Vom letzteren Fall ist offenbar das FG ausgegangen. Es stellt nämlich allein darauf ab, dass die erklärten Einkünfte aus Vermietung und Verpachtung gemäß § 180 Abs. 1 Nr. 2 a AO 1977 festzustellen sind, während eine solche Feststellung für Einkünfte aus Land- und Forstwirtschaft gemäß § 180 Abs. 1 Nr. 2 b AO 1977 zu erfolgen habe. Tatsächlich aber haben die Kläger eine Erklärung für die Einkünfte aus den jetzt streitigen Grundstücken abgegeben, die das FA für landwirtschaftliches Betriebsvermögen hält. Auch wenn die Erklärung der Kläger unrichtig gewesen wäre, war das beklagte FA dennoch imstande, ein ordnungsgemäßes Veranlagungsverfahren in Gang zu setzen (Senatsurteil vom 6. November 1969 IV 249/64, BFHE 97, 405, BStBl II 1970, 168; BFH-Beschluss vom 7. Mai 1992 V B 161/89, BFH/NV 1993, 141). Es hatte sogar positive Kenntnis von dem Veräußerungspreis. Außerdem hatte es unter der für die erklärten Einkünfte aus Vermietung und Verpachtung erteilten Steuernummer zuvor die Kläger um Übersendung der Veräußerungsverträge für die strittigen Grundstücke gebeten.

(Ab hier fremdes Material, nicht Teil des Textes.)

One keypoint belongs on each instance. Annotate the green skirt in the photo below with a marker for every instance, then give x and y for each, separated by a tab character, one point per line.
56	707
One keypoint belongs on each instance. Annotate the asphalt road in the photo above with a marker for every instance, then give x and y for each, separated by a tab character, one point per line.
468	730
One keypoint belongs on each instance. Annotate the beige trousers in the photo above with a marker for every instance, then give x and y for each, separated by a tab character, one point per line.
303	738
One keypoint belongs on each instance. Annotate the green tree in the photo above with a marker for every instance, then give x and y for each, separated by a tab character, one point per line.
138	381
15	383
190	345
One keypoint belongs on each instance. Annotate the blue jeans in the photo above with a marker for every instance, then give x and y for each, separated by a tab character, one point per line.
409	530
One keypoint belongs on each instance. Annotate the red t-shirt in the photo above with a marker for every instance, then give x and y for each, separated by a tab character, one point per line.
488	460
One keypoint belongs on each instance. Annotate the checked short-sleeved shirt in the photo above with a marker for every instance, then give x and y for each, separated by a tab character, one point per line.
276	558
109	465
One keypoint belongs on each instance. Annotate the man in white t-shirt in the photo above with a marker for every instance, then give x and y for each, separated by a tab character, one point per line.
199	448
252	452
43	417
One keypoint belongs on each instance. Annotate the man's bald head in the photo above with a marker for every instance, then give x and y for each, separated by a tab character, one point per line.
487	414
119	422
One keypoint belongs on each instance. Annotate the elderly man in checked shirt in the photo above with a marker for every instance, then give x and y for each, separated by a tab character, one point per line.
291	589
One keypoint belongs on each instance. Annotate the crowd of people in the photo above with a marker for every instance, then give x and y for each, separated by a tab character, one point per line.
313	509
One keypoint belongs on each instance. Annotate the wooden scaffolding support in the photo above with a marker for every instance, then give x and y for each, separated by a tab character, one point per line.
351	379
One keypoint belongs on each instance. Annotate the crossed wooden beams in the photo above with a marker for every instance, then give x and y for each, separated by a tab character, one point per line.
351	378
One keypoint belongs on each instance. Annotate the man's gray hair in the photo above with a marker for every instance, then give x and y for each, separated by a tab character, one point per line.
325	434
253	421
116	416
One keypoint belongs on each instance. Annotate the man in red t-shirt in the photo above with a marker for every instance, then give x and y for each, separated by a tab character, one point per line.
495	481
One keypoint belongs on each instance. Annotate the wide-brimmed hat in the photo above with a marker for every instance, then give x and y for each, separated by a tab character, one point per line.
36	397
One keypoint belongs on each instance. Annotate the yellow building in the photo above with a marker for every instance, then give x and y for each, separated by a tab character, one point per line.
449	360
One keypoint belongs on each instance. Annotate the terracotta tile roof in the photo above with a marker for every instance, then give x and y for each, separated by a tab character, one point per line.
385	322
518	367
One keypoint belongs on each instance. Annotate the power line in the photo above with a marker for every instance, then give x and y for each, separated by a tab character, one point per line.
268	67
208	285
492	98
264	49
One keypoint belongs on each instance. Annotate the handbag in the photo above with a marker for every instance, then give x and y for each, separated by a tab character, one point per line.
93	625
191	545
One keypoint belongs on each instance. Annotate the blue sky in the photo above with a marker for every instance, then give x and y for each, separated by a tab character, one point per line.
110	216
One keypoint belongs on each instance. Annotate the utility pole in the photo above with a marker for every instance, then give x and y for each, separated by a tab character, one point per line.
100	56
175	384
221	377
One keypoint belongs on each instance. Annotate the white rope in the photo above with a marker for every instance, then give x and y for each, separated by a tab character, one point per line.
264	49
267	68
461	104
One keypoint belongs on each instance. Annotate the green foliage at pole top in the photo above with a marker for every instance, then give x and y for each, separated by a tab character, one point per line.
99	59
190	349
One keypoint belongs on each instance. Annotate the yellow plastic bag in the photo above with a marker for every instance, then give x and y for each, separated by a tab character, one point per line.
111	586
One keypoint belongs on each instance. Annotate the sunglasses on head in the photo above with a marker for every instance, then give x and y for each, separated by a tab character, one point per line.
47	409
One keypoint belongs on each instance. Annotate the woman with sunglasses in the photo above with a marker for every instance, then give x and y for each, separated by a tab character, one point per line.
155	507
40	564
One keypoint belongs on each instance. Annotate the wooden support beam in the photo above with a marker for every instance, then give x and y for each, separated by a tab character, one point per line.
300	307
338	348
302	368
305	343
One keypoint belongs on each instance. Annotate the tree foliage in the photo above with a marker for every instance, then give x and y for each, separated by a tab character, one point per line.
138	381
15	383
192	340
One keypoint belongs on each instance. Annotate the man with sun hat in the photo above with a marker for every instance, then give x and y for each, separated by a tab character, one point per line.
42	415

Deshalb spielt es auch keine Rolle, ob die gemeinschaftlich erzielten Einkünfte tatsächlich mehreren Einkunftsarten zuzurechnen waren und dass etwaige Einkünfte aus Land- und Forstwirtschaft ebenfalls nach § 180 Abs. 1 Nr. 2 a AO 1977 einheitlich und gesondert festzustellen gewesen wären (s. insoweit etwa Senatsbeschluss vom 29. Juli 1992 IV B 44/91, BFH/NV 1993, 2).
Im Übrigen ist hinsichtlich der Erfassung der Einkünfte bei der Einkunftsart Vermietung und Verpachtung darauf aufmerksam zu machen, dass die Finanzverwaltung von einer vor dem 1. Juli 1970 erfolgten Betriebsaufgabe ausgeht, wenn die Einnahmen aus einem im Ganzen verpachteten land- und forstwirtschaftlichen Betrieb bei der rechtskräftigen Veranlagung für das Jahr 1969 als Einkünfte aus Vermietung und Verpachtung behandelt worden sind (Bundesministerium der Finanzen, Schreiben vom 29. Februar 1972, BStBl I 1972, 102, Nr. 6 Abs. 1). Auch war das FA nach Abschn. 139 Abs. 5 Satz 8 der Einkommensteuer-Richtlinien 1990 bei einer nicht eindeutigen Aufgabeerklärung, z.B. bei Erfassung der Pachteinnahmen bei den Einkünften aus Vermietung und Verpachtung, verpflichtet, durch eine Nachfrage beim Steuerpflichtigen zu klären, ob dieser den Betrieb als aufgegeben oder während der Zeit der Verpachtung als fortbestehend behandelt sehen wollte.